Dolar

34,9466

Euro

36,7211

Altın

2.977,22

Bist

10.125,46

Renklerin siyasi ve toplumsal anlamları

TBMM Araştırma Merkezi “Renklerin siyasi ve toplumsal anlamları” üzerine araştırma yaptı. İşte araştırmaya göre, Türkiye'de bazı renkler ve anlamları şöyle:

16 Yıl Önce Güncellendi

2009-12-05 12:15:00

Renklerin siyasi ve toplumsal anlamları

TBMM Araştırma Merkezi’nin yaptığı “renklerin siyasi ve toplumsal anlamları” araştırmasına göre Türkiye’de terörü çağrıştırdığı için tabu haline gelen sarı-kırmızı-yeşil renkler Osmanlı dönemindeki yargıtayın ambleminde yer alıyordu.

Araştırmaya göre ateşin, tutkunun ve öfkenin rengi olan kırmızı aynı zamanda Türkiye’de siyasetin de ana rengi.
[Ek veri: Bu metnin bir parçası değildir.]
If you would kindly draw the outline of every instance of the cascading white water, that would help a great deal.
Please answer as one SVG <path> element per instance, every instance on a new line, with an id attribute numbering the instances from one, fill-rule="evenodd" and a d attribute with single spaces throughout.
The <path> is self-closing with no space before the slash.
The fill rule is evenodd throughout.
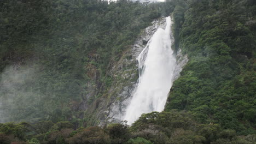
<path id="1" fill-rule="evenodd" d="M 129 125 L 143 113 L 164 109 L 176 65 L 171 49 L 171 17 L 166 17 L 165 29 L 155 32 L 137 58 L 139 81 L 123 118 Z"/>

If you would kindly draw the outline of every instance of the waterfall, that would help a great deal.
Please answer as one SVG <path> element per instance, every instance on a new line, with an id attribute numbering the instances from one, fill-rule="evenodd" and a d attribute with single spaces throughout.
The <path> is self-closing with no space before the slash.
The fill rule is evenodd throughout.
<path id="1" fill-rule="evenodd" d="M 131 125 L 143 113 L 160 112 L 164 109 L 171 88 L 176 60 L 171 49 L 169 16 L 165 29 L 159 28 L 139 54 L 139 78 L 123 119 Z"/>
Sarı liberalizmle özdeşleşmiş, beyaz ise Türklerde devleti simgeliyor.

TBMM Araştırma Merkezi’nin “Renklerin siyasi ve toplumsal anlamları” üzerine yaptığı araştırmaya göre kırmızı Türkiye’de partilerin en çok kullandıkları renk, mavi ise Ecevit ile özdeş. Sarı liberallerin rengi, beyaz Türklerde devleti simgeliyor.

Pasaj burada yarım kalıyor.